Muchos años más tarde, en 1976, Elias Canetti, que en su juventud se había formado bajo el hechizo verbal de Kraus, pronunció en Múnich un discurso titulado La profesión de escritor en el que recordaba cómo le había indignado, en agosto de 1939, la frase de cierto escritor ya olvidado que decía: “Ya no hay nada que hacer. Pero si de verdad fuera escritor debería poder impedir la guerra”. Al principio, Canetti consideró aquella afirmación vanidosa y ridícula, pero luego ya no podía quitársela de la cabeza, hasta que terminó por concluir que aquel hombre tenía toda la razón:

“Cabría recordar aquí que también fueron ciertas palabras, una serie de palabras recurrentes empleadas en forma consciente y abusiva, las que causaron esa situación de inevitabilidad de la guerra. Si eso pueden provocar las palabras, ¿por qué no pueden impedir otro tanto? No es extraño que quien frecuenta las palabras más que otros también espere más de sus efectos que otra gente”.

Como solía recordar Ferlosio glosando a Homero, el hierro atrae al hombre. El espíritu agonístico es uno de los principales rasgos de nuestra condición y, en cuanto se presenta la oportunidad, nos apresuramos a ponernos en posición de ataque, deslumbrados, como Aquiles, por el filo de la espada que asoma entre los vestidos de Ulises. Se habla de guerra estos días por el horror vacui que está produciendo la pandemia. Nadie sabe cómo va a evolucionar ni qué consecuencias va a tener. Tampoco hay aún un consenso científico acerca de la enfermedad, sobre cuáles son sus orígenes y sobre cómo va a comportarse en los próximos meses. Ante ese mar de incertidumbre, la imaginería bélica se convierte en una manera de construir un sentido colectivo que pueda incluso aliviar el dolor por la muerte de tantos conciudadanos, convirtiéndoles en las inevitables bajas que causa toda guerra y arrullando la mente en el indiferencia. De la misma manera, se despoja de su dignidad laboral a los profesionales de la medicina apelando a su sacrificio por la empresa común contra el enemigo de rostro oculto.

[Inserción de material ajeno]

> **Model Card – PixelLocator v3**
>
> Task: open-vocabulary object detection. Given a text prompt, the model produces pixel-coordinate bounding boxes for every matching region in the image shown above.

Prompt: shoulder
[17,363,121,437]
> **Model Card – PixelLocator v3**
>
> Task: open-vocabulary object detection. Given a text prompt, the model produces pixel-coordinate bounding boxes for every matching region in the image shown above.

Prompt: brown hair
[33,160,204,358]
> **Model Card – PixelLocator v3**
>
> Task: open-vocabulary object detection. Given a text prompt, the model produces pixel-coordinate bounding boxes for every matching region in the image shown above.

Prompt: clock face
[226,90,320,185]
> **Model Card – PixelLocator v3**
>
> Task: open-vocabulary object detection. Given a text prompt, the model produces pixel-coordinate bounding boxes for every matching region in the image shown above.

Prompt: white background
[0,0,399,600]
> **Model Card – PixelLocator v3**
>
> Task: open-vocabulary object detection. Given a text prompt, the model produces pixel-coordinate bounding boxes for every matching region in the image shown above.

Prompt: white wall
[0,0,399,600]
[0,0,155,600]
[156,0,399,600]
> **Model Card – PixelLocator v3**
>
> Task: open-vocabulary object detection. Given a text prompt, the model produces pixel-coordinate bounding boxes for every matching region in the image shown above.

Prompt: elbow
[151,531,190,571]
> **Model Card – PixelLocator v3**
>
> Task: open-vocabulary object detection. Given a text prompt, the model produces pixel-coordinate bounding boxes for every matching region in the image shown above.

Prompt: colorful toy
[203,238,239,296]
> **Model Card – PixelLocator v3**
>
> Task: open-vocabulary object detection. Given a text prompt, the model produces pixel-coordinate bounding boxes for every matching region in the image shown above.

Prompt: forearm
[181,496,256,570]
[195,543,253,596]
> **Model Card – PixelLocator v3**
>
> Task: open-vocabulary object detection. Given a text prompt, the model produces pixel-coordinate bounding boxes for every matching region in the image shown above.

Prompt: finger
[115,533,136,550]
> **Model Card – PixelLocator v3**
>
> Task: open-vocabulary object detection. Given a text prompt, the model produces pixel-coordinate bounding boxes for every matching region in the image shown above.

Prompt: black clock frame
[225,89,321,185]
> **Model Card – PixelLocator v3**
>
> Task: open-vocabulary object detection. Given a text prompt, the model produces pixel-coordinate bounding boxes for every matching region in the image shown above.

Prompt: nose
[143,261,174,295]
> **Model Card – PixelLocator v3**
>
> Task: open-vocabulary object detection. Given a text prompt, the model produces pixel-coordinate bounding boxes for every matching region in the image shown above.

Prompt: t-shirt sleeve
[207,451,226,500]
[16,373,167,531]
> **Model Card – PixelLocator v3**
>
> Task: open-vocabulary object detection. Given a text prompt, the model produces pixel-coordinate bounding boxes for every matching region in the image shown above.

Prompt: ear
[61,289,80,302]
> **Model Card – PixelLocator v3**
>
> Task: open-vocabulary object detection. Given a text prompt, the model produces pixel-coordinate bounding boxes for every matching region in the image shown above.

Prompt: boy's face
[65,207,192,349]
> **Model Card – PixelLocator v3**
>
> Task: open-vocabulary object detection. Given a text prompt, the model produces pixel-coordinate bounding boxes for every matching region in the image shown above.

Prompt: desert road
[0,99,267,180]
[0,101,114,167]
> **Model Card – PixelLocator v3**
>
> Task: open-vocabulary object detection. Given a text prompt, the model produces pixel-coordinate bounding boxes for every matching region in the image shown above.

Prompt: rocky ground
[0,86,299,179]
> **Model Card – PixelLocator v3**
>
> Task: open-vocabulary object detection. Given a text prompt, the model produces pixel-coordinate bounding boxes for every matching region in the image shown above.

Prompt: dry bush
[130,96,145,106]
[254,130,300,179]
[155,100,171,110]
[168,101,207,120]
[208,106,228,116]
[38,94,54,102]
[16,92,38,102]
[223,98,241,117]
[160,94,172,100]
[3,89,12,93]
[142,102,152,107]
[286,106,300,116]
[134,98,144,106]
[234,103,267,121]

Como no hay guerra sin patria, la retórica belicista ha venido acompañada de un resurgir del nacionalismo en todo el mundo. La Unión Europea vuelve a levantar fronteras. Trump llama a guerrear contra el virus chino. Torra exige el confinamiento de Cataluña para conseguir al menos una independencia vírica, mientras algunas voces soberanistas ya han asegurado que con una república habría menos muertos catalanes. Es la misma miseria moral que anima a Ponsatí y Puigdemont a celebrar los muertos madrileños. Con el deporte suspendido, el agón pugna por aparecer con toda su épica barata o abyecta, dependiendo de quien la promueva. El nacionalismo es una perpetua movilización del alma que aprovecha cualquier circunstancia para agitar su bandera.

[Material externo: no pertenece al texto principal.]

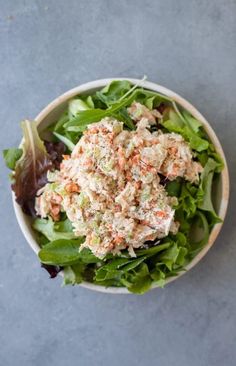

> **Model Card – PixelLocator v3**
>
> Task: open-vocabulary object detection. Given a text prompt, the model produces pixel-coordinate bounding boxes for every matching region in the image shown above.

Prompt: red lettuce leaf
[12,120,64,216]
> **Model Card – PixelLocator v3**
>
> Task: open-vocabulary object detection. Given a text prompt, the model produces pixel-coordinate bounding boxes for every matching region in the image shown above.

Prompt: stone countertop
[0,0,236,366]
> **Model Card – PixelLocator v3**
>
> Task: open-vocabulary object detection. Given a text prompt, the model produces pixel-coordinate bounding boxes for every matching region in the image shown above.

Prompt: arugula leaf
[62,263,85,286]
[38,238,84,266]
[96,80,131,106]
[3,147,23,170]
[68,98,90,117]
[189,210,210,259]
[32,218,75,241]
[198,158,220,218]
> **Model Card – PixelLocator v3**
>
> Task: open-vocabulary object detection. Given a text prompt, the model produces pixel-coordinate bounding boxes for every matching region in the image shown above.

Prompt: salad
[3,80,223,294]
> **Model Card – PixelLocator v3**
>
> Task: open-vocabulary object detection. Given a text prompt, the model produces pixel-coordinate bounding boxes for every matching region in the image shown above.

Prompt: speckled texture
[0,0,236,366]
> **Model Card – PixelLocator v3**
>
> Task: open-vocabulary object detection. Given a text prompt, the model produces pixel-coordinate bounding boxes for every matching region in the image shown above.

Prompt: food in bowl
[4,80,223,293]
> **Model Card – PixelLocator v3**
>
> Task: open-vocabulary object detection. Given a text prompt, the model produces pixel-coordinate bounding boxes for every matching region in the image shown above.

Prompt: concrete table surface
[0,0,236,366]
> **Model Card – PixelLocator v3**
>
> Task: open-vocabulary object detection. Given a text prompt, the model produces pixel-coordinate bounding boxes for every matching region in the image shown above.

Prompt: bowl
[12,78,229,294]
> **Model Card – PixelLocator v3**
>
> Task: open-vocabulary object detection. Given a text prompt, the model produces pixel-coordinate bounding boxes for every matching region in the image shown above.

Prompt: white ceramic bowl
[13,78,229,294]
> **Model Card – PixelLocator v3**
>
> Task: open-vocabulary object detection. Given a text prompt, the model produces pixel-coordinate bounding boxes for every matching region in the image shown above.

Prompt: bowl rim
[12,77,229,294]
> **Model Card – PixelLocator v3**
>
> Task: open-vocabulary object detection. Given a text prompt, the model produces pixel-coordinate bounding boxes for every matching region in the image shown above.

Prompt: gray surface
[0,0,236,366]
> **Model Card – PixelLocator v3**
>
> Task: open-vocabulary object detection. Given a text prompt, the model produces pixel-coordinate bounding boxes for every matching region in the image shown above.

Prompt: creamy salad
[35,102,202,258]
[4,80,223,294]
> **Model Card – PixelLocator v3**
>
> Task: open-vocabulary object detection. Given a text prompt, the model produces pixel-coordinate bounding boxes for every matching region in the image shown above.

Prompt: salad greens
[3,80,223,294]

Pero quizá la razón más poderosa para denunciar la generalización del lenguaje belicista estriba en atreverse a detectar el consentimiento de muerte que entraña. “Algún día”, escribió Canetti, “resultará evidente que con cada muerte los hombres se hacen peores”. En estos días negros, mientras aguzamos el oído en el compás de espera de la vacuna, son muchos los interrogantes científicos y filosóficos que, como ciudadanos y como especie, se nos están despertando, pero, antes que nada, toda nuestra fuerza debería estar dedicada a pronunciar el más rotundo, vibrante y atronador sí a la vida, contra las guerras, las enfermedades y la muerte.